ヴァスミトラーの住居はとても立派で、香りの良い水を湛えた堀がめぐっていて、赤や白、黄や青の蓮華が咲きそろっている。豪華な敷物で飾られた室内には多くの侍女や立派な男たちに囲まれてヴァスミトラーは(上の絵、建物の正面に)坐っている。彼女の肌は金色に輝き、瞳は碧緑、まさに臈たけたという美しさです。玉を転がすような声、どんな楽器でも弾きこなせる技芸のたしかさ、何一つとっても人を魅了する素晴らしさです。善財童子は(建物の前、段の下にいて)彼女の魅力に圧倒されます。ヴァスミトラーはいいます。
…善財童子よ、よく来ましたね。私は離欲の究極を究めたという菩薩の解脱を会得しているのです。それで私の所へやってくるどんな人々、どんな神々、どんな鬼神、阿修羅、緊那羅であれ、私を求めてやってくるすべての衆生たちの願いにも応じて姿を現し、その衆生の気に入る背丈・肌色・姿形になります。もし天人が私を求めているのであれば私は天女に、人間の男なら人女に、鬼神なら鬼女になります。ある者は私を見つめるだけで、ある者は私を抱きしめるだけで、ある者は私にキスするだけで、ある者は私と同衾するだけで、その者は欲望を離れた状態になるのですよ。」…
善財童子はよくわかりません。
…「私には意味がわかりません。あなたを抱けばもっと欲情にとらわれるのではありませんか?」…

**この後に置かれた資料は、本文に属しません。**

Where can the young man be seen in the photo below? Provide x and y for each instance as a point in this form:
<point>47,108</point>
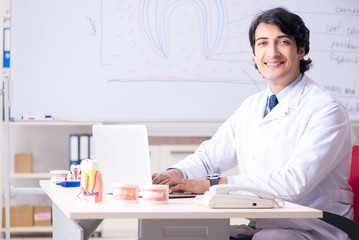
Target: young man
<point>293,139</point>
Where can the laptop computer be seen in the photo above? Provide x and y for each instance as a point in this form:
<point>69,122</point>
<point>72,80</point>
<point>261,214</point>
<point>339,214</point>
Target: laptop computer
<point>123,156</point>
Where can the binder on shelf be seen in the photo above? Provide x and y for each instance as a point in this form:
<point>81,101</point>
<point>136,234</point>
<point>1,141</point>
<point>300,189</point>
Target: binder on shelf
<point>6,48</point>
<point>92,147</point>
<point>74,149</point>
<point>84,147</point>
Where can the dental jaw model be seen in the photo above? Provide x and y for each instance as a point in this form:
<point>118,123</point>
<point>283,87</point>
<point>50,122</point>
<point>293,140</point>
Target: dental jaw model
<point>91,181</point>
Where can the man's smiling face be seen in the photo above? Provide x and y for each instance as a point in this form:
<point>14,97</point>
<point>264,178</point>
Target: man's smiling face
<point>276,55</point>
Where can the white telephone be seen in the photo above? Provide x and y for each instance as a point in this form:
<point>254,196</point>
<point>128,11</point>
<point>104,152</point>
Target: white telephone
<point>236,196</point>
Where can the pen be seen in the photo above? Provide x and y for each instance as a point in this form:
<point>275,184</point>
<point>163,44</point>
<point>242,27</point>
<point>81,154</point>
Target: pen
<point>69,184</point>
<point>46,117</point>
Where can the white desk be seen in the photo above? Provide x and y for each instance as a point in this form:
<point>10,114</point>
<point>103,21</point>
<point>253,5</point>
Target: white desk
<point>67,207</point>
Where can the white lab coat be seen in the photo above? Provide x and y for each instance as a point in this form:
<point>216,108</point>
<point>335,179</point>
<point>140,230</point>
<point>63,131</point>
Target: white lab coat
<point>301,151</point>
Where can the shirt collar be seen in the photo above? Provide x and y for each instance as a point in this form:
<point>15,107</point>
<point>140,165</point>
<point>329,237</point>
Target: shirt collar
<point>285,90</point>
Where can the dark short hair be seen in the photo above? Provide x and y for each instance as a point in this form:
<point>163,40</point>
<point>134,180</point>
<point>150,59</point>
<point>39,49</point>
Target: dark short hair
<point>290,24</point>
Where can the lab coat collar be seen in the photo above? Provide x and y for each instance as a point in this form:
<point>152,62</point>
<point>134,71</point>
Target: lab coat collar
<point>288,104</point>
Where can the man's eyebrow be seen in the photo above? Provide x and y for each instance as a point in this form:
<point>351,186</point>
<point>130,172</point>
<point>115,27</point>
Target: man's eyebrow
<point>278,37</point>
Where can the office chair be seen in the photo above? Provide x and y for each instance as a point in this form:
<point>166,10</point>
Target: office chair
<point>350,227</point>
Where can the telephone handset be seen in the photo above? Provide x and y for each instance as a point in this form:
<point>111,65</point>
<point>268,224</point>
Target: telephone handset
<point>236,196</point>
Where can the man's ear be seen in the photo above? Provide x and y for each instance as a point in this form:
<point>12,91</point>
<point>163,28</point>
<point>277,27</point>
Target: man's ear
<point>301,53</point>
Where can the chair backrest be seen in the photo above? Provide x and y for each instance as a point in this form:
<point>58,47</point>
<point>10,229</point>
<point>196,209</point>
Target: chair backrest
<point>354,180</point>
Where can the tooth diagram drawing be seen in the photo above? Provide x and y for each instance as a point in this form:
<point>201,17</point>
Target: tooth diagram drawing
<point>154,15</point>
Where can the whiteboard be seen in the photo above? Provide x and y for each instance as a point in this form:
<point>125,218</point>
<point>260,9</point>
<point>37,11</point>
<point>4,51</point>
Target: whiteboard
<point>164,61</point>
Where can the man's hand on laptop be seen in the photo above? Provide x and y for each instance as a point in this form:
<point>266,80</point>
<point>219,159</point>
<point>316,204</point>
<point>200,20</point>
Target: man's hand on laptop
<point>197,185</point>
<point>159,178</point>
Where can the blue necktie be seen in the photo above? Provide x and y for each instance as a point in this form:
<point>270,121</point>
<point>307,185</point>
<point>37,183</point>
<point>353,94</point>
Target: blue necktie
<point>273,101</point>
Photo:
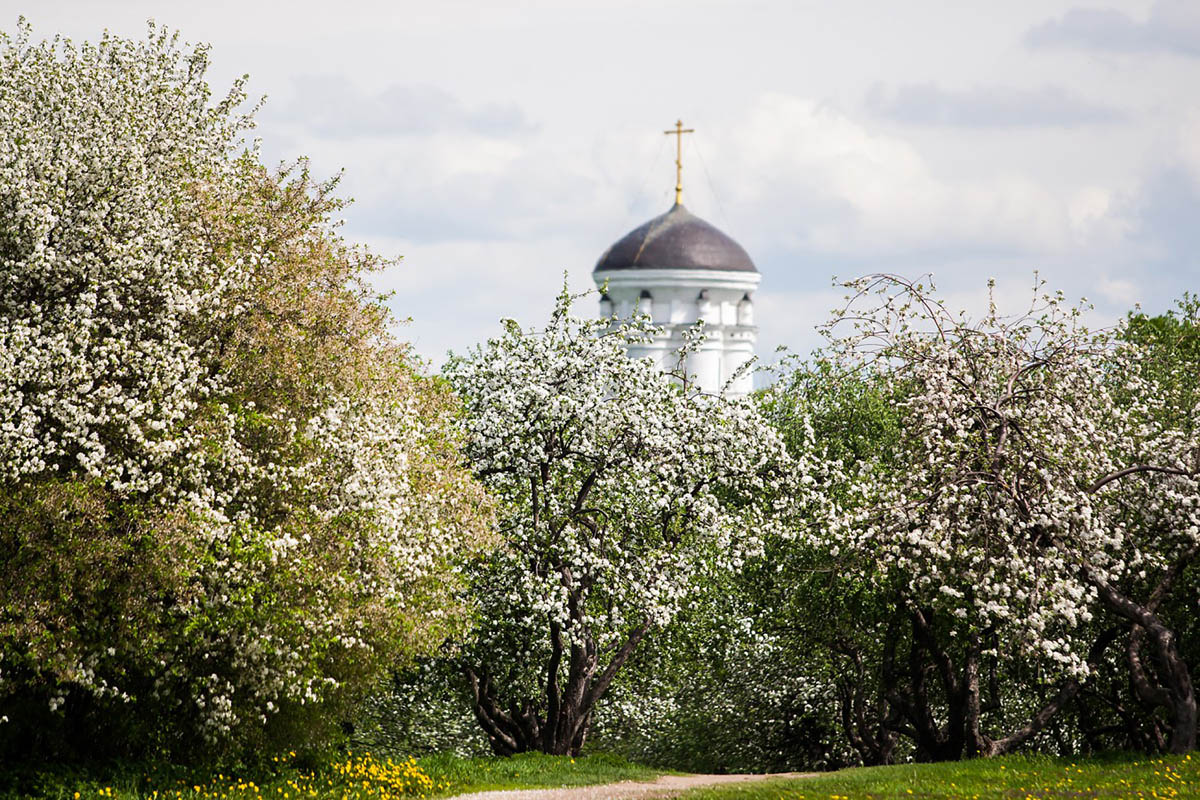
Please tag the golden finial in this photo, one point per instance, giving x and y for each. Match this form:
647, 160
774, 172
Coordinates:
677, 132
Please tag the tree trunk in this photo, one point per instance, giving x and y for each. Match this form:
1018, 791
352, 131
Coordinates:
1174, 689
558, 723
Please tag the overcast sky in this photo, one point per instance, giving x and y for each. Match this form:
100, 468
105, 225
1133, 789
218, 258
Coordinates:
496, 145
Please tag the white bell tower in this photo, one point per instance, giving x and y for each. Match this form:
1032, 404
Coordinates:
679, 270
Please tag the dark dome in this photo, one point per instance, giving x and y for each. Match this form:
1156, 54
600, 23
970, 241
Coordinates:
677, 240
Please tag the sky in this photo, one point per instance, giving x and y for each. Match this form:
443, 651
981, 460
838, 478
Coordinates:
499, 146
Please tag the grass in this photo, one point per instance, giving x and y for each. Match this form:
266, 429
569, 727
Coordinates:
360, 776
355, 776
534, 771
999, 779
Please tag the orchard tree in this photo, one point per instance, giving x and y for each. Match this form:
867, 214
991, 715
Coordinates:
619, 492
228, 499
1036, 481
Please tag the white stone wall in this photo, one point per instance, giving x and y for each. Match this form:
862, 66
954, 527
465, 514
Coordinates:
676, 302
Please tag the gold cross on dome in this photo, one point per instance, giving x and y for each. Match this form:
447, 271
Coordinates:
679, 130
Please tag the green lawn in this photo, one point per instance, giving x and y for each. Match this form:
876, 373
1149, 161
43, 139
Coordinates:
360, 777
357, 776
1001, 779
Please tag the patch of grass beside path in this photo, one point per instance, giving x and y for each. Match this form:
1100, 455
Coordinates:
352, 776
997, 779
532, 771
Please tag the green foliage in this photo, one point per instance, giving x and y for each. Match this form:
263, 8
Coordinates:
229, 500
346, 776
994, 779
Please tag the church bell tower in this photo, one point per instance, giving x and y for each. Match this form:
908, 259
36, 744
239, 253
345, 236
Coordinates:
679, 270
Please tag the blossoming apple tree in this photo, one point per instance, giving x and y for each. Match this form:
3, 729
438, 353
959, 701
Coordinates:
618, 492
1041, 479
227, 497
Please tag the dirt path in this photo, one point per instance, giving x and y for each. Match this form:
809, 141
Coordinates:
667, 786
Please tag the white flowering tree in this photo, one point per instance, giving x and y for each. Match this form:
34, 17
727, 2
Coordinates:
228, 498
618, 492
1039, 479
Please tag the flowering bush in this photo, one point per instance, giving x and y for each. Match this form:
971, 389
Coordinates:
618, 493
229, 498
1039, 476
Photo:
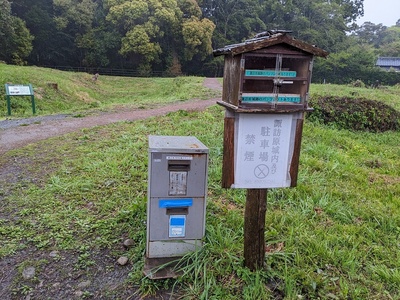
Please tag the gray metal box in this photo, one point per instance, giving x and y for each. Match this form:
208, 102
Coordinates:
176, 195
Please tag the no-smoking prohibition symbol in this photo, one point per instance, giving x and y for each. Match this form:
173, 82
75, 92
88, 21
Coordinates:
261, 171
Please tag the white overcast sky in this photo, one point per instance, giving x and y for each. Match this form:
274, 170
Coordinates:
386, 12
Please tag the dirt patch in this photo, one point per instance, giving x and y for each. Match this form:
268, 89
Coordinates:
36, 129
34, 273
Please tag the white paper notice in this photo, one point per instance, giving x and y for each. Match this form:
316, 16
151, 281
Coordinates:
262, 150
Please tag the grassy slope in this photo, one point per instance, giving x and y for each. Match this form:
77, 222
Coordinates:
335, 236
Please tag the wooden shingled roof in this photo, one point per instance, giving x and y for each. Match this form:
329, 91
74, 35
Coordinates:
268, 39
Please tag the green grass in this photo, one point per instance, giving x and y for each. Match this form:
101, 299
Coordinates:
77, 93
334, 236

…「そうではありません。私はすべての衆生が欲望を離れることができるように、言葉で、そして身体で、法を説くのです。そうすると衆生はそれぞれ素晴らしい菩薩の三昧の世界、いわば忘我の境地に入り、離欲の究極に達するのです。」…
善財童子はまだ信じられないといった面持ちで、
…「あなたはどのような善行を積まれてその菩薩の解脱の境地を体得されたのでしょうか。」…
…「そうねぇ。はるか彼方の記憶をたどって申しましょう。かって、過去世にアティウッチャガーミンという佛が出現しました。その佛は衆生を哀れんで慈愛を示すためにスムターという王都に入られました。そのとき天上からは宝石の華がキラキラと舞い下り、妙なる音楽が響きました。私はそのときある長者の妻でスマティと申しましたが、その佛のお示しになった奇跡に駆り立てられて走り出し、佛に一枚の宝石のお金を差し上げました。佛の傍らには文殊菩薩が侍者として仕えておりましたが。その文殊菩薩が私をこの上ない悟りに向けて発心させて下さったのです。善財サン、こうして私は離欲の究極を究めた菩薩行を体得出来たのです。しかし私は他の菩薩方の功徳については存じません。ここより南に善度城という都城があり、そこに鞞瑟胝羅(ビシュチラ)という居士が佛の塔廟を供養しておられます。その方にお聞きになったら如何でしょうか。」…
と次の訪問先を教えてくれたのでした。

善財童子はこのようにして次々と53人の知識人に教えを請う旅を続けるのでした。